La carga de la historia original no pierde ninguna fuerza, ni se pierde en su intento. No se explota la emotividad, ni presenta a los personajes. Se van conociendo a lo largo de la película porque se parecen a la vida. Lee, Casey Affleck, se oculta en una cárcel creada por él mismo y no comprende por qué nadie se la ha impuesto. Se aleja de Manchester, un pueblo americano sin mucho pasado pero que se empeña en crear su propia historia con la perpetuación de los juicios emitidos a sus habitantes. Se va para trabajar arreglando los “problemas domésticos” de los demás, su verdadera tarea pendiente. Este guión que emite y que provoca la articulación de tan pocas palabras es, sin embargo, digno merecedor del Oscar. No solo por su originalidad. La historia vista con frialdad no es más que una serie de desgracias que acaban por arruinar la vida de una persona, sino la sucesión de los acontecimientos. El no saber qué ha pasado, pero intuir que algo horrible y chocar con que lo real es mucho peor de lo esperado.

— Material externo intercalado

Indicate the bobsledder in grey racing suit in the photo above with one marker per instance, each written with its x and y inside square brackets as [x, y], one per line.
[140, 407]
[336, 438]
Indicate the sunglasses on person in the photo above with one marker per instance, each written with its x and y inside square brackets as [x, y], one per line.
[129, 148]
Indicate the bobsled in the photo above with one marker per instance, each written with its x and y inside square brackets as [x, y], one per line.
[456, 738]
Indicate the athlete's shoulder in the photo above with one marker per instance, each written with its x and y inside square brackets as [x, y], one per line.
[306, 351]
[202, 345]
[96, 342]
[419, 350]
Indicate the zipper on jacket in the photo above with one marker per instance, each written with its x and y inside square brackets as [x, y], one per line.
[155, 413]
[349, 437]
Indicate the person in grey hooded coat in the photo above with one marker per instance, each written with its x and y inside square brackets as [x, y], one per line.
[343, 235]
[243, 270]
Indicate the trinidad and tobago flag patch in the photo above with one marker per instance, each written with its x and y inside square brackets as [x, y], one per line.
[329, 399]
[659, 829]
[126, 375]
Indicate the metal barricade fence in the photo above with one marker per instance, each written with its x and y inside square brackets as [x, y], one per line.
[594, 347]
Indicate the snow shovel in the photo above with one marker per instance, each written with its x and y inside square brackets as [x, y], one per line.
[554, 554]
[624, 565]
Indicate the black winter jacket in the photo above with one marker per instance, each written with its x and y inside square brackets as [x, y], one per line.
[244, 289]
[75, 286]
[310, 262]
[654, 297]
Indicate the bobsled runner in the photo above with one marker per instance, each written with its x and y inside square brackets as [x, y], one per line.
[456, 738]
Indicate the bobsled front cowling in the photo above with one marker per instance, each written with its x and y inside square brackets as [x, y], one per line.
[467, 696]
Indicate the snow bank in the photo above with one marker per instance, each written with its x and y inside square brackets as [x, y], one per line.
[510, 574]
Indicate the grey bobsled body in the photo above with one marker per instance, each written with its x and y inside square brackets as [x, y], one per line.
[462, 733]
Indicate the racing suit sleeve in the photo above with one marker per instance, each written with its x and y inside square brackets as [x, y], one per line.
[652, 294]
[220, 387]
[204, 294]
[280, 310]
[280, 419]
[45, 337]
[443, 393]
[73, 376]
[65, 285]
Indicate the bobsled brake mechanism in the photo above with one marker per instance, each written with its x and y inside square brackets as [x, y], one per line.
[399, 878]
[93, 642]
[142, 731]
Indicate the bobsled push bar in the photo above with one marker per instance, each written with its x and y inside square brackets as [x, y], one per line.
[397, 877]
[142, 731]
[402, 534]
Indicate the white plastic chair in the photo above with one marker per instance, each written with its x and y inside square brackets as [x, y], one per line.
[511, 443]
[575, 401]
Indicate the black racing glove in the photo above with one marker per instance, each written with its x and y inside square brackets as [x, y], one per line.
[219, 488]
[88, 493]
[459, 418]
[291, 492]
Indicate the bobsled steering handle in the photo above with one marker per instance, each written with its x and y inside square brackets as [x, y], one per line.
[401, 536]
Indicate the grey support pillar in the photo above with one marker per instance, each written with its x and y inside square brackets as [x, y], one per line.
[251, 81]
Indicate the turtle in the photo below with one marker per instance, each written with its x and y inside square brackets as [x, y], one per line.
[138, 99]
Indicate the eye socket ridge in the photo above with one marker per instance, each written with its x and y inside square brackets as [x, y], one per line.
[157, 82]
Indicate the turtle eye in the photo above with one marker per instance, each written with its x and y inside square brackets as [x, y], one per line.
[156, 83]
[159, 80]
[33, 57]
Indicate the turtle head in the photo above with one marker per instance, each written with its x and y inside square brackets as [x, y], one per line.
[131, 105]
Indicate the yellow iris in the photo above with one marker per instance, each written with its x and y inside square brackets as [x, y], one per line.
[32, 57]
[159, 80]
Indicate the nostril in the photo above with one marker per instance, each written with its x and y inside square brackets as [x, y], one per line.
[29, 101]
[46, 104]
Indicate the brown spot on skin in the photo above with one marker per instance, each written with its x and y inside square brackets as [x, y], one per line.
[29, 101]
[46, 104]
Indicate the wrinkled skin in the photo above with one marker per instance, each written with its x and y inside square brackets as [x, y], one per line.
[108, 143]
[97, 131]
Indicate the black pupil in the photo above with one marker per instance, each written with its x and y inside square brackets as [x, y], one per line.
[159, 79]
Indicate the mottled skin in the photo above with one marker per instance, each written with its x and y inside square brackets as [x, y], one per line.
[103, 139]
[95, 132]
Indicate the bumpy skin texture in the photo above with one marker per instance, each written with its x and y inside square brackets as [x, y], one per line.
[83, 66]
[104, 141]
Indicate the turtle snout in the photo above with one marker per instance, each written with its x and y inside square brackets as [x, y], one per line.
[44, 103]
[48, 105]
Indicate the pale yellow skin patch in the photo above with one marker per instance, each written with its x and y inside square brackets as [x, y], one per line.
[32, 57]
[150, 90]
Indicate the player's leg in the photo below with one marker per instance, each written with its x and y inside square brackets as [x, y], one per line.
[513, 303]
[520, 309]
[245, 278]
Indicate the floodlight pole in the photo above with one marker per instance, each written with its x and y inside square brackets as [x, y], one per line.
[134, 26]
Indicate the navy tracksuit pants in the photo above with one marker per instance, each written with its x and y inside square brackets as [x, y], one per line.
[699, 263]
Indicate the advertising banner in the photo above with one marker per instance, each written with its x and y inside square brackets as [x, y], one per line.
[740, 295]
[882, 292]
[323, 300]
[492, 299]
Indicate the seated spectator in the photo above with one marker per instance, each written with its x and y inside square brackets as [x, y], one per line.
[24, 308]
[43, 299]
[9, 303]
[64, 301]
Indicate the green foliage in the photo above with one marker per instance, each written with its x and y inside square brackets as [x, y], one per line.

Las críticas ayudan en aquellas creaciones que explotan recursos, que despilfarran millones para hipnotizar al espectador con efectos. Funciona y tiene mucho valor, pero no es el caso de ‘Manchester frente a mar’. Con 8,5 millones de presupuesto, la segunda que menos ha necesitado de las nueve nominadas a mejor película, consigue una narración que apela a todos los sentidos. Consigue que ningún análisis sea más fiable que la propia proyección de la película. Algo que muchos habían olvidado y que, por suerte, este año se ha conseguido recuperar.